Annie nudged Mac back onto his half of the seat in a desperate attempt to get her head on straight. His proximity was doing weird things to her judgement. ‘Not cold. Just excited to see the lights,’ she lied. The bus was slowly trundling down Main Street, Christmas music playing over the speakers, and she tried to focus on that instead of Mac’s newly uncovered charms.
Annie had a life-plan to manage, a cookie empire to build. She did not have time for distractions. She’d only agreed to this second meet-up—she would not call it a date—because she wanted to see the lights and her sisters were all refusing to come this year.
She dug into her oversized purse and pulled out a bag of freshly baked sugar cookies she’d made for the occasion. She held them out to Mac and the sound he made when he bit into one was so obscene that the older couple in the seat next to them turned in shock, as though they thought something untoward was happening over here. Annie felt her cheeks go up in flames.

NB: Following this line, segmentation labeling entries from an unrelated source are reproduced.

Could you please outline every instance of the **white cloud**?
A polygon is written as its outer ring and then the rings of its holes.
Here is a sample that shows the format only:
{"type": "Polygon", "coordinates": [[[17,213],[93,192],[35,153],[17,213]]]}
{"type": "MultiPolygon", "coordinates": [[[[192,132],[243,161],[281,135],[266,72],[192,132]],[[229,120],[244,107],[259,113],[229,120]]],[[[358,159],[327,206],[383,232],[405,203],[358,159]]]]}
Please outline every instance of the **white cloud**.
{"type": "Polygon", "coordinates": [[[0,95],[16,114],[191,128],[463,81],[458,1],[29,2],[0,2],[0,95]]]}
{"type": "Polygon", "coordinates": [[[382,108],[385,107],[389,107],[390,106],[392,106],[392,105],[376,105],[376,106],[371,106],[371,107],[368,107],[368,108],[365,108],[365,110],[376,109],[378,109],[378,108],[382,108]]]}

‘Damn, Annie. You really know what you’re doing with these cookies,’ he said, eyes closed, head leaning back on the seat.
‘Of course I do.’
Mac’s lips tipped into a smirk even as his eyes remained closed. ‘I should have known.’
‘Known what?’
He opened his eyes and rolled his head to face her. ‘That you would be good at anything you tried.’
Annie swallowed hard. ‘I’m definitely not.’
Mac shrugged. ‘Well, you’re good at cookie-baking.’
‘Thanks.’ Had it gotten even warmer in here? Why had Mac’s words had such an effect on her? She knew she was good at baking. But she also knew that she’d tossed three imperfect batches of those same cookies into the trash today and these were the only ones that made the cut and that sometimes she wondered how she would put this crazy dream of hers into action. What if she worked hard and it still didn’t happen? What if she tried and failed?
‘What’s the matter? You look like I just told you your dog died instead of complimenting you.’
‘I don’t have a dog,’ she said weakly, trying to avoid the topic of her paralyzing fear of failure. She forced a smile. ‘I’m fine. I’m glad you like the cookies.’
Mac looked at her like he wasn’t totally buying that, but they’d turned down a side street and slowed down so that passengers could admire the first row of lit-up houses.
‘If you look to your left,’ Nancy’s voice came over the speaker as the whole bus turned their attention to the lefthand side, ‘we have Mr. and Mrs. Harris’s home, which has the county’s biggest display of nutcrackers.’ The crowd dutifully oohed and ahhed at the army of nutcrackers displayed on the lawn.
‘To your right, is the first of many nativity scenes on our route, this one with life-size figures.’
‘Jesus,’ Mac breathed.
‘Exactly,’ Annie quipped, and he laughed, his warm breath brushing her ear again since they’d both turned to look out the window. Another shiver ran through her.
‘I’m surprised they don’t have a live camel,’ he said.
‘Just wait until we get up to the Christmas Tree Farm. It’s the last stop, but I hear the owner, Edwin, rented a real camel and several sheep this year.’
‘Wow.’
‘Yep.’
Mac was encroaching onto her side of the seat again and she should really push him away. She had no business with a guy like Mac, and he was obviously just passing the time until his friends came home. They both were.
But then she remembered the sound he made when he bit into the sugar cookie and the way he’d looked at her as she warmed his frozen hands, and she thought maybe she could take a small detour from her grand plans. Just for the next few weeks. Just until life returned to normal after the holidays.
They turned a sharp corner, and she nearly fell into Mac’s lap and the universe settled things for her. When he wrapped his arm around her again, Annie didn’t push him away.
‘This okay?’ he whispered in her ear. She nodded and snuggled in closer as the lit-up houses passed by the window.
‘Yeah, it’s okay.’ It was perfectly okay that she was cuddled up with the one boy she’d claimed to hate while secretly harboring a crush on him that she never would have admitted even under threat of torture, but his arms felt so nice and it was her favorite time of year and the bus was so cozy with its twinkle lights and Christmas music…
It was perfectly okay.
She leaned back on Mac as through the window the light displays got more and more dramatic. She smiled as he gasped at the giant house on the end of Elm Street that had a full-size sleigh on the roof pulled by eight lit-up reindeer and, by the time he was enumerating his reasons for preferring multicolored lights over white ones, she knew she’d officially sold him on the Dream Harbor Lights Tour.
When they got off the bus and Mac was still holding her hand as they walked back to his car, she wasn’t sure what else she’d sold him on. Or if she was buying into whatever was happening here. But when Mac said he didn’t want the night to be over yet, she said she didn’t either.